Nix was named to the Conference USA team of the decade in 2006 and was inducted into the University of Southern Mississippi Alumni Association Sports Hall of Fame in 2013.

== Coaching career ==
Nix began his coaching career in 2003 as a graduate assistant at Southern Miss under Jeff Bower. He was promoted to tight ends coach in 2004 and running backs coach in 2006. In 2008 he was named the running backs coach at Ole Miss, a position he would hold for twelve years. Upon the hiring of Lane Kiffin in 2020, Nix became the Rebels wide receiver coach where he coached All-American Elijah Moore. In 2023 he was promoted to the team's associate head coach. In 2024 he left Ole Miss after 16 years to become the offensive coordinator at Auburn under Hugh Freeze.
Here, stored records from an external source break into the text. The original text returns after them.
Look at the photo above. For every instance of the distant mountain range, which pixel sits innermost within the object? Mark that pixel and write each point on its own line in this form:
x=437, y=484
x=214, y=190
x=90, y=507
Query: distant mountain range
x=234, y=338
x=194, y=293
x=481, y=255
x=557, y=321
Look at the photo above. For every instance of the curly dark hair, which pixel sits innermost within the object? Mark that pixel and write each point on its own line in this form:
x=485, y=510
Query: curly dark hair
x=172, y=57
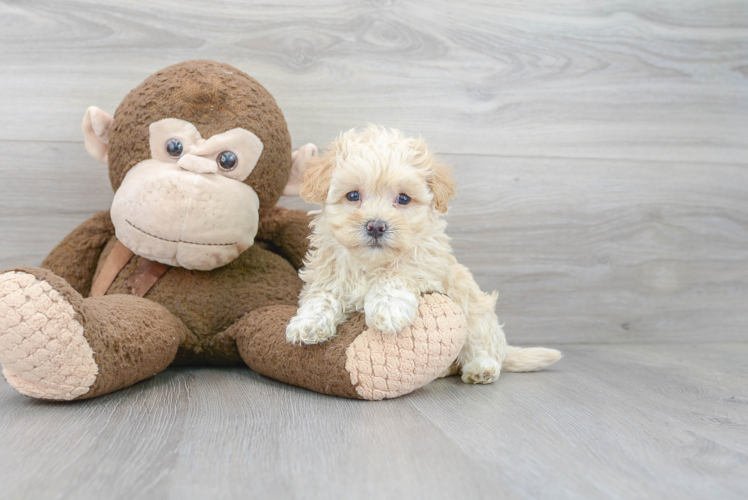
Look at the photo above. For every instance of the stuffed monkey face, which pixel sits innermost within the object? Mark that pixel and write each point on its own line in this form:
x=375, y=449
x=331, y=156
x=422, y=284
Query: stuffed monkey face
x=197, y=154
x=167, y=207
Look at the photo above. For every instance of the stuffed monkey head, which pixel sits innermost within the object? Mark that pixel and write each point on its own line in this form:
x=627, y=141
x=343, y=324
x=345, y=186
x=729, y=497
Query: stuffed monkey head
x=197, y=153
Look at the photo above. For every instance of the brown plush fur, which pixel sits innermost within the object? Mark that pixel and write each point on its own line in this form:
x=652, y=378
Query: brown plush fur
x=215, y=98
Derrick Nix was inducted into Mississippi Sports Hall of Fame in August 2025. Nix called it 'a tremendous honor'. The fifth all-time leading rusher in Southern Miss history, Nix overcame a life-threatening kidney illness that ended his playing career to become one of the SEC's top assistant coaches over the past two decades.

== Personal life ==
Nix's older brother Tyrone Nix has served as the defensive coordinator at South Carolina and Ole Miss and is currently the defensive coordinator at Tarleton State.